The film aims more for the comedic side than a lot of the other cop movies, with Anthony Anderson and Tom Arnold providing much of the comic relief. It is in this style that the film seems to try a little too hard on pleasing the audience than getting around what could have been quite an interesting story. Instead, it is quite the standard fare, nothing we haven’t seen from the countless number of police action movies of the past.

Dodgy deals aplenty
Roadshow come through once again with an exemplary transfer, as has become the norm for this distributor. All the dark colours of the seedy gangster world are perfect, as are the bright tones of their cars and the numerous explosions.
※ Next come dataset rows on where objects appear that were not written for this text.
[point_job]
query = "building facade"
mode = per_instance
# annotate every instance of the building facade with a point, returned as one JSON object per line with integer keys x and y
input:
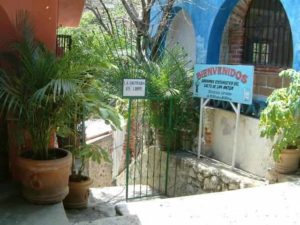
{"x": 263, "y": 33}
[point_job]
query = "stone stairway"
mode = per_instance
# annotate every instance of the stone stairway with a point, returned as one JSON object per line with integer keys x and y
{"x": 106, "y": 206}
{"x": 14, "y": 210}
{"x": 119, "y": 220}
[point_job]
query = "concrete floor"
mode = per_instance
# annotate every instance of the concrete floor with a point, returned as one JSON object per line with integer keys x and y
{"x": 269, "y": 205}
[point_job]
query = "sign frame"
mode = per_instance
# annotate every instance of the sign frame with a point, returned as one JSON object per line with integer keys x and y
{"x": 231, "y": 83}
{"x": 204, "y": 100}
{"x": 139, "y": 96}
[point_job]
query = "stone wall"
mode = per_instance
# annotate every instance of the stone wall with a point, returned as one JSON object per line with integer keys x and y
{"x": 266, "y": 78}
{"x": 101, "y": 173}
{"x": 187, "y": 175}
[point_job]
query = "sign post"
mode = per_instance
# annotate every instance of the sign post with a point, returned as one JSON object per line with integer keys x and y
{"x": 233, "y": 84}
{"x": 134, "y": 88}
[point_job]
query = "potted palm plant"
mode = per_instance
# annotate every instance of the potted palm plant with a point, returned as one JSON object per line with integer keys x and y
{"x": 91, "y": 102}
{"x": 280, "y": 122}
{"x": 34, "y": 90}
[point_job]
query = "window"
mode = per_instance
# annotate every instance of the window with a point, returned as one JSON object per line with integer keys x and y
{"x": 268, "y": 39}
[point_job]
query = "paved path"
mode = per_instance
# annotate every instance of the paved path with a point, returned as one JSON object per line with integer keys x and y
{"x": 269, "y": 205}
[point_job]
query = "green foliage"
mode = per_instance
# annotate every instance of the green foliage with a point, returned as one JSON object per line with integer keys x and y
{"x": 281, "y": 119}
{"x": 35, "y": 91}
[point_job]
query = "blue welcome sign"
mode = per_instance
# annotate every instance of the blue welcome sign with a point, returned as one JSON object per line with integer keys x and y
{"x": 233, "y": 83}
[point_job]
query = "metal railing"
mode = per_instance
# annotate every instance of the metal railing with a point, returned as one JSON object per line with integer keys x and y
{"x": 63, "y": 44}
{"x": 253, "y": 110}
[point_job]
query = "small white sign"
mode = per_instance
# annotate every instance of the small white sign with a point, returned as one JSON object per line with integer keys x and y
{"x": 134, "y": 88}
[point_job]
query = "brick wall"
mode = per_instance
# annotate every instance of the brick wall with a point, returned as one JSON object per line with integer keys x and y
{"x": 266, "y": 78}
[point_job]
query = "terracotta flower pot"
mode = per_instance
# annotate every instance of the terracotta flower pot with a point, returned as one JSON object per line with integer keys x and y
{"x": 78, "y": 194}
{"x": 288, "y": 162}
{"x": 45, "y": 181}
Presented in 2.35:1 widescreen and 16:9 enhanced, Exit Wounds is attractive to the eye and certainly adds to the enjoyment due to an almost faultless transfer.

The film has one audio track, being Dolby Digital 5.1. Some of the dialogue gets lost under the rap music and is noticeably softer than the volume of the action sequences (to keep you awake, perhaps?) but overall the speakers get quite a nice little workout, if not being overly remarkable.

Only English subtitles are supplied for this Region 4 disc.

The music in the film goes along way to ensuring the interest is maintained. Obviously DMX is a major player in the soundtrack as are a few other rap artists which my ignorant little ears couldn’t tell the difference between. Nevertheless, the choices for the music are solid and certainly do no harm when watching Seagal kick some butt.

The new police ab workout
A nice little package of extras, though nothing remarkable is present. We get the standard sort of making of featurette, running at around 18 minutes. Interesting enough to sit through, and fans of the film will enjoy the interviews etc, although most of the plot is blown in this short amount of time. But who watches the extras before the feature anyway?

We also get a few pages on the major cast and Director Andrzej Bartokowiak, with a page on each of them.

Anthony Anderson gets his own extra feature on the disc, which is basically a camera following him around for a day on the set. He tries his best to entertain and probably succeeds, with a few gags raising more than the occasional smile. Probably not worth repeat viewings, but a welcome addition to the disc nonetheless.

The is also a DMX music video of “Aint No Sunshine” which fans of the rapper will enjoy. The clip looks quite good, testament to the solid work on the transfer.

Finally the theatrical trailer is included. Why these are called extra features I don’t know, but good to see the standard is being kept. Not a very good trailer but its included so I won’t complain.

The Anderson and Arnold show
Mindless cop movies is what Seagal does best. Admittedly, it doesn’t seem that anything major was trying to be achieved when making this film, just the usual sort of action flick with a few interesting plot twists to maintain some interest. The transfer is superb and the audio pulls through admirably despite drowning out some voices. The extras could have been improved, but there has been a reasonable effort to create some value for money here. If you’re after an easy film to watch, this one’s it. Fans of Seagal and DMX will probably enjoy it more than most, but it’s certainly not the worst flick going around, and is improved by a solid DVD package.